Theranos Blew It. But It Didn't Ruin Biotech Startups For Everyone

Theranos Blew It. But It Didn't Ruin Biotech Startups For Everyone

IN THE LATE 1990s, Elizabeth Holmes was in middle school. Her scandal-beset company Theranos—which promised to use amazing advances in a hybrid scientific field of microfluidics to detect multiple conditions from a single drop of blood—didn’t exist.

But at the University of Washington, bioengineer Paul Yager was using microfluidics to develop paper-based assays that he hoped would detect pathogens with just a nasal swab. And like Holmes did later, he also saw the potential in making these tests directly accessible to patients. He was ahead of his time. Investment dollars and talented post-docs went instead to big labs working on big, traditional testing machinery. And now he worries that his life’s work will suffer collateral damage from Theranos’ abuse of trust. Investors, he says, are already acting cagier towards him. He calls it, “the Theranos crater.”

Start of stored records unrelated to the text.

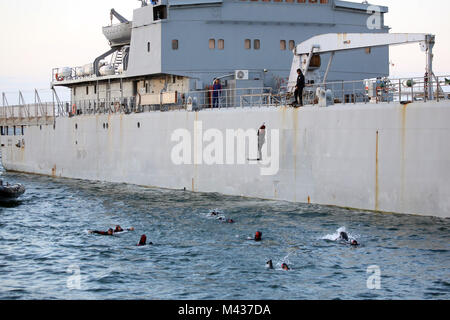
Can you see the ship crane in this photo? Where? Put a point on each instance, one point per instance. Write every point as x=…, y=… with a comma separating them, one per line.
x=118, y=16
x=337, y=42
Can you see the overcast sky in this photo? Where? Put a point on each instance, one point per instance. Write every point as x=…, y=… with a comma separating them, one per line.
x=39, y=35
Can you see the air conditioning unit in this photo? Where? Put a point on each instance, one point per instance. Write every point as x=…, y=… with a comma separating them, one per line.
x=241, y=75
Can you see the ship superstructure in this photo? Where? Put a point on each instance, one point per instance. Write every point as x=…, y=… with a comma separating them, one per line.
x=177, y=46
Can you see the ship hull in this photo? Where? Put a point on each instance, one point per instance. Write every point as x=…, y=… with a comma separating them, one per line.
x=381, y=157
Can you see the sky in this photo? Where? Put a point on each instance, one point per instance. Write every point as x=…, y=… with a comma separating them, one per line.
x=39, y=35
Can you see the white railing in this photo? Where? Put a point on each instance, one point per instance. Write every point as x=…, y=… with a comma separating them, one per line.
x=364, y=91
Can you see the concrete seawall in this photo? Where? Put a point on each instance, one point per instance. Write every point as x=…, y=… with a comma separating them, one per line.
x=383, y=157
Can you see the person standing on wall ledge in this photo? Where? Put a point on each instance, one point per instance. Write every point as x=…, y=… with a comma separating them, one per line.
x=299, y=88
x=216, y=93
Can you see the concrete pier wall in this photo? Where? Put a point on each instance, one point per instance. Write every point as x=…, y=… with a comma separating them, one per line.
x=383, y=157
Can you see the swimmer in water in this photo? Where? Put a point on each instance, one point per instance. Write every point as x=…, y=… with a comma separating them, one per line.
x=258, y=236
x=143, y=241
x=225, y=220
x=119, y=229
x=343, y=236
x=285, y=267
x=110, y=232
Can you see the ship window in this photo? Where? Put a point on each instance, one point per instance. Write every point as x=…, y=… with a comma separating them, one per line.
x=291, y=44
x=247, y=44
x=175, y=44
x=212, y=43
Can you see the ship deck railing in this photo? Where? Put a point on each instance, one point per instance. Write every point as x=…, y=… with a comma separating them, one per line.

The crater analogy is apt: Theranos blew up in the middle of the biotech world. Anybody looking to raise capital for their new diagnostic technology will likely have to answer tougher questions from more skeptical investors. And nobody working on point-of-care diagnostics can make a promise like Holmes’ 70-tests-from-one-drop rhetoric. But even without magic blood machines, point-of-care diagnostic investing is looking up. So while Theranos may have made it harder for some researchers to fund their ideas, the company also proved that the biotech market is ripe for point-of-care diagnostics.

John Waldeisen is the CEO and Co-founder of Diassess, a diagnostics start-up that raised an undisclosed but “significant” amount in its Series A last October—right around the time the Wall Street Journal exposed Theranos’ internal struggles to the world. He sees the (now) ex-deals with Walgreens and Safeway as a sign that things aren’t as bad as they seem. “These two huge giants clearly see the opportunity here,” he says. “And you have to believe that Theranos catalyzed that excitement. Now that they’re relinquishing their position, it’s anyone’s game.”